PSBB Transisi, Kantor hingga Masjid Harus Data Pengunjung

Jakarta, CNN Indonesia —

Gubernur DKI Jakarta Anies Baswedan resmi membatalkan melonggarkan kebijakan rem darurat dalam penanganan pandemi   virus corona dan kembali menerapkan Pembatasan Baik Berskala Besar ( PSBB ) transisi. Kebijakan tersebut memungkinkan sejumlah kesibukan usaha kembali beroperasi.

Namun demikian, ada sejumlah aturan yang perlu diikuti oleh para pengelola tempat usaha maupun wahana umum yang diizinkan kembali hidup. Salah satunya yakni mengenai pendataan pengunjung.

Hal itu diatur dalam Pasal 8 serta 12 Peraturan Gubernur Nomor 101 Tahun 2020 tentang Perubahan Atas Pergub 79 Tahun 2020 mengenai Penerapan Disiplin dan Penegakan Kaidah Protokol Kesehatan Sebagai Upaya Pencegahan dan Pengendalian Covid-19.


Beleid tersebut membaca, pelaku usaha, pengelola, penyelenggara, atau penanggung jawab perkantoran, tempat kegiatan, tempat usaha, tempat industri, perhotelan, tempat wisata, tempat makan, cafe, atau restoran wajib melaksanakan pelestarian kesehatan masyarakat, termasuk melakukan pendataan.

“Melakukan pendataan tamu di tempat kerja guna hajat penyelidikan epidemiologi apabila ditemukan kasus terkonfirmasi Covid-19 di tempat kegiatan, ” demikian bunyi Pasal 8 poin q dalam Pergub itu, sebagaimana dikutip CNNIndonesia. com , Minggu (11/10).

Aturan tersebut juga asi bagi tempat ibadah raya yang menggelar ibadah-ibadah besar. Pendataan mampu dilakukan dengan daftar tamu maupun sistem teknologi informasi.

Selain itu, setiap pelaku usaha juga wajib membuat dan mencanangkan pakta integritas dan protokol kesehatan tubuh pencegahan Covid-19.

Sebelumnya, Gubernur DKI Jakarta Anies Baswedan memutuskan untuk melonggarkan rem darurat dan menerapkan PSBB transisi mulai 12 sampai 25 Oktober 2020. Kebijakan itu diambil setelah melihat penyebaran virus corona di Jakarta melandai.

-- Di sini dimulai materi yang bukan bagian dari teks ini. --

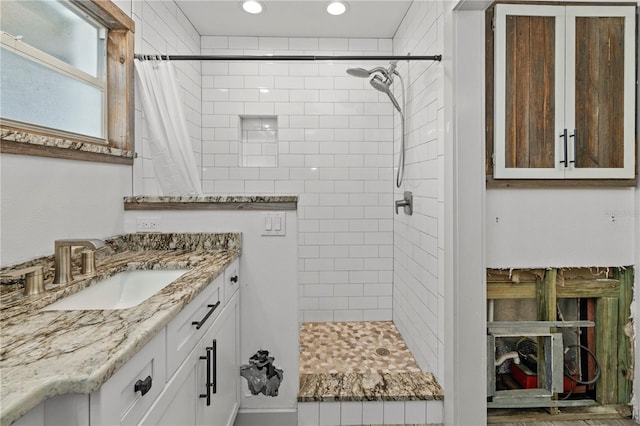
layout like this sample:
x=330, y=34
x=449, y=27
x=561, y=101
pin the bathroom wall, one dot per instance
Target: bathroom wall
x=418, y=290
x=162, y=28
x=45, y=199
x=334, y=150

“Pemprov DKI memutuskan mengurangi kecendekiaan rem darurat bertahap dan memasuki PSBB transisi dengan ketentuan terakhir dua pekan ke depan tiba 12-25 Oktober 2020, ” perkataan Anies.

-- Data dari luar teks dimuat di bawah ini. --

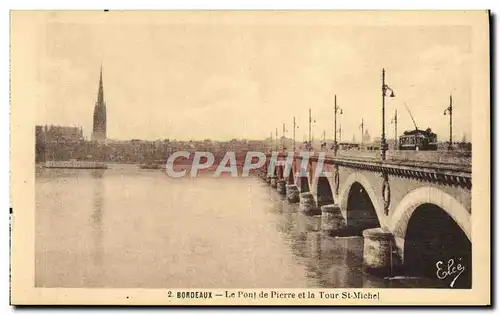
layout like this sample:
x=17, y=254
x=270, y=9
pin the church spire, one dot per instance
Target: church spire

Kebijakan mengenai PSBB transisi diatur dalam Kesimpulan Gubernur Nomor 1020 Tahun 2020. Keputusan itu ditandatangani Anies, Jumat (9/10).

Dalam Kepgub itu, Anies menyatakan jika PSBB transisi dapat diperpanjang otomatis semasa 14 hari mulai 26 Oktober sampai 8 November 2020 kalau kasus Covid-19 di Jakarta tidak bertambah signifikan. Namun, jika terjadi peningkatan kasus baru secara kaya, kebijakan PSBB transisi dapat dicabut kembali.